A proportion of patients with large esophageal varices experience bleeding despite standard management with non-selective beta blockers or esophageal band ligation, the researchers noted as background. Rifaximin has been associated with decreased hepatic vein pressure in some studies, so they hypothesized that it might help prevent or delay esophageal bleeding.
This retrospective cohort study included 238 cirrhotic patients with medium to large esophageal varices but no prior history of variceal bleeding. All were treated with beta blockers, band ligation, or both. In addition, 41% of participants received rifaximin at the discretion of their treating hepatologist to manage hepatic encephalopathy. Patients were followed until the first episode of esophageal bleeding, liver transplant, or death.
The cumulative incidence of esophageal variceal bleeding over 5 years was 4% among rifaximin recipients compared with 16% among those not taking rifaximin.
In a multivariate analysis, patients taking rifaximin had an 81% lower risk of bleeding within 5 years (hazard ratio 0.19). However, there was no significant difference in survival between patients taking or not taking rifaximin.
"The use of rifaximin in addition to standard medical therapy for the primary prophylaxis of esophageal variceal bleeding was associated with significantly reduced time to first esophageal variceal bleed," the researchers concluded. "This study potentially describes another use for rifaximin in decompensated cirrhosis, however, further prospective randomized control trial are necessary to validate the results."
O Goyal, SS Sidhu, RA Parker, et al. Rifaximin versus Lactulose in the Treatment of Minimal Hepatic Encephalopathy in Patients with Cirrhosis: A Prospective, Randomized, Active-Comparator, Non-Inferiority Trial. 49thEuropean Association for the Study of the Liver International Liver Congress (EASL 2014). London, April 9-13, 2014. Abstract O169.

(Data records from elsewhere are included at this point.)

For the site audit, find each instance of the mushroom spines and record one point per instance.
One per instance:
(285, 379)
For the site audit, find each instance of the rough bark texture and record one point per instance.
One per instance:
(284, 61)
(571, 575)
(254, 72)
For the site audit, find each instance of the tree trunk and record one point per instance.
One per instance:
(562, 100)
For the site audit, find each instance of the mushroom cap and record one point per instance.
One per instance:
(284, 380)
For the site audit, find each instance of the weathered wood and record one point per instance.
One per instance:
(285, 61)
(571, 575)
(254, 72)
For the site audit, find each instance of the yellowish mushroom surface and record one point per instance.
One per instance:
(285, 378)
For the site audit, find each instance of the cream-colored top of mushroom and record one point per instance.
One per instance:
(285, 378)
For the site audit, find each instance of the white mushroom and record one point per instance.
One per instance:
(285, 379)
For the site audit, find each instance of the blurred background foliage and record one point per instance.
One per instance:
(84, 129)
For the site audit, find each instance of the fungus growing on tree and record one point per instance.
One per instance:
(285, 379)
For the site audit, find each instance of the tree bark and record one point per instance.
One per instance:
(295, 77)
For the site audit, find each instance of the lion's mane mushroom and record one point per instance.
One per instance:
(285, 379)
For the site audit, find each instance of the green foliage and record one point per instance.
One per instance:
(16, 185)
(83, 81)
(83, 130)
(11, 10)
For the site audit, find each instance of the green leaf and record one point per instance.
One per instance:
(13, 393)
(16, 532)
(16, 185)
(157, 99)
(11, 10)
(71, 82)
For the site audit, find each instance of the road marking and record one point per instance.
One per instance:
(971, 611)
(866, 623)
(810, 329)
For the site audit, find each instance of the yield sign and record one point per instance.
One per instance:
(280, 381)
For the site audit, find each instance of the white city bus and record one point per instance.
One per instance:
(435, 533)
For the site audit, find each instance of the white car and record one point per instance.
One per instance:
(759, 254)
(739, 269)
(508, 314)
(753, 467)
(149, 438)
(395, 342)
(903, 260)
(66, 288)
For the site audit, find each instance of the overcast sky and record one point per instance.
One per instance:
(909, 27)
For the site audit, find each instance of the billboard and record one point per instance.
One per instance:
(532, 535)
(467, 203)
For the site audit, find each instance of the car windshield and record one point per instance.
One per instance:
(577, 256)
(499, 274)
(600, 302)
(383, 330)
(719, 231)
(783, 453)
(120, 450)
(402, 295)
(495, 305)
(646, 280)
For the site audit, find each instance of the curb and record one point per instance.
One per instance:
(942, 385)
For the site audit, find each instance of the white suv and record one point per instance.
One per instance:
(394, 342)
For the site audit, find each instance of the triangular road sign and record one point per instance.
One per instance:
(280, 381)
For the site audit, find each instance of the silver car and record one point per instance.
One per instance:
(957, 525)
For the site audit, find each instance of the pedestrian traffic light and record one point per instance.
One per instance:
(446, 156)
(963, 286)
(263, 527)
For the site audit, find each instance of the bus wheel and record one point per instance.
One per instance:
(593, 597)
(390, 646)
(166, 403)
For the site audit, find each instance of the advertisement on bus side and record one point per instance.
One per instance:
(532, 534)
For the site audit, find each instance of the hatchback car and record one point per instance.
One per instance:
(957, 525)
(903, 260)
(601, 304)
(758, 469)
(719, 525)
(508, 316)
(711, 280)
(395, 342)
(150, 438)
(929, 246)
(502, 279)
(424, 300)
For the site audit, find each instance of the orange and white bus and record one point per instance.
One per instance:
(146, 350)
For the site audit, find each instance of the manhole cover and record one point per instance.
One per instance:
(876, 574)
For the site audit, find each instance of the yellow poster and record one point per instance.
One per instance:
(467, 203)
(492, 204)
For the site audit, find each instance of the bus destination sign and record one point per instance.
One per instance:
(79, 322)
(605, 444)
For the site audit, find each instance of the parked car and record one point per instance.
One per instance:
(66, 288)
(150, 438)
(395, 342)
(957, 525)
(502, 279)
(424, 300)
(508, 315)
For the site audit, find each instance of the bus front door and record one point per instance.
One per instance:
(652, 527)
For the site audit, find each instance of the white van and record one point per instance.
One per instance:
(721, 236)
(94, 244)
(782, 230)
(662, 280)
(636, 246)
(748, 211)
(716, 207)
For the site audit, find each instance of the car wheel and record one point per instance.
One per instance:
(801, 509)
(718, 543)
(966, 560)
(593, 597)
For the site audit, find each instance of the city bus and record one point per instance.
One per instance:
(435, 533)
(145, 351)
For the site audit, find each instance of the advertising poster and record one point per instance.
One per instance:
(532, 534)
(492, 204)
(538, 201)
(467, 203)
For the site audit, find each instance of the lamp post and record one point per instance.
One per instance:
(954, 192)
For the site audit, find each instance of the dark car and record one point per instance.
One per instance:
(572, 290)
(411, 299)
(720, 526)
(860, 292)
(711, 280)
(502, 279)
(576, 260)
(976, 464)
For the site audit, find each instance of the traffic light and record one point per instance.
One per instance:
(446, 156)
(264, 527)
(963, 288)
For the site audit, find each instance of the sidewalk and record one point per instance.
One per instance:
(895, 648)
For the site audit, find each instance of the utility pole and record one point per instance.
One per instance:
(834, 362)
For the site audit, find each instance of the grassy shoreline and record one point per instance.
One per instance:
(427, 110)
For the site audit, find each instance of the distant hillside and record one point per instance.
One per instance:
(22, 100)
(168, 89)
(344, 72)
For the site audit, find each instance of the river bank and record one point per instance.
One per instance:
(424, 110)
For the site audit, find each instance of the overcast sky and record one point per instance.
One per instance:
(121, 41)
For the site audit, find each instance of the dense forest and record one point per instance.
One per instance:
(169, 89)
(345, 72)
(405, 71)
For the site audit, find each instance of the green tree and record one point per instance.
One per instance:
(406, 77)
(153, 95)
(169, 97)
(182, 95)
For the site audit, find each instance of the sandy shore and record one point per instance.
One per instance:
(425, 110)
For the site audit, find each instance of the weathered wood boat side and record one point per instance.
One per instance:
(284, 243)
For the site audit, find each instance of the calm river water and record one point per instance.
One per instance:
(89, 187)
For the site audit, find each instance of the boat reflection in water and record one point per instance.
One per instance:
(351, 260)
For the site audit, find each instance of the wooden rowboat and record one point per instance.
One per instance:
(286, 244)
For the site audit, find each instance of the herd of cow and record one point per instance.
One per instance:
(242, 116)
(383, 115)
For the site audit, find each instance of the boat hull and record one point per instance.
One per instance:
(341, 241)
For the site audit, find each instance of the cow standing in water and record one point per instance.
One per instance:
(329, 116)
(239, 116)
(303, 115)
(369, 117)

S Maharshi, BC Sharma, S Srivastava, and A Jindal. Prophylaxis of Hepatic Encephalopathy in Acute Variceal Bleed in Patients With Cirrhosis: An Open Label Randomized Controlled Trial of Lactulose Versus Rifaximin. 49thEuropean Association for the Study of the Liver International Liver Congress (EASL 2014). London, April 9-13, 2014. Abstract O19.
B Confer, TG Theethira, M Dugum, et al. Rifaximin in Addition to Standard Medical Therapy Significantly Reduces the Time to First Esophageal Variceal Bleed. Digestive Disease Week (DDW 2014). Chicago, May 3-6, 2014. Abstract 488.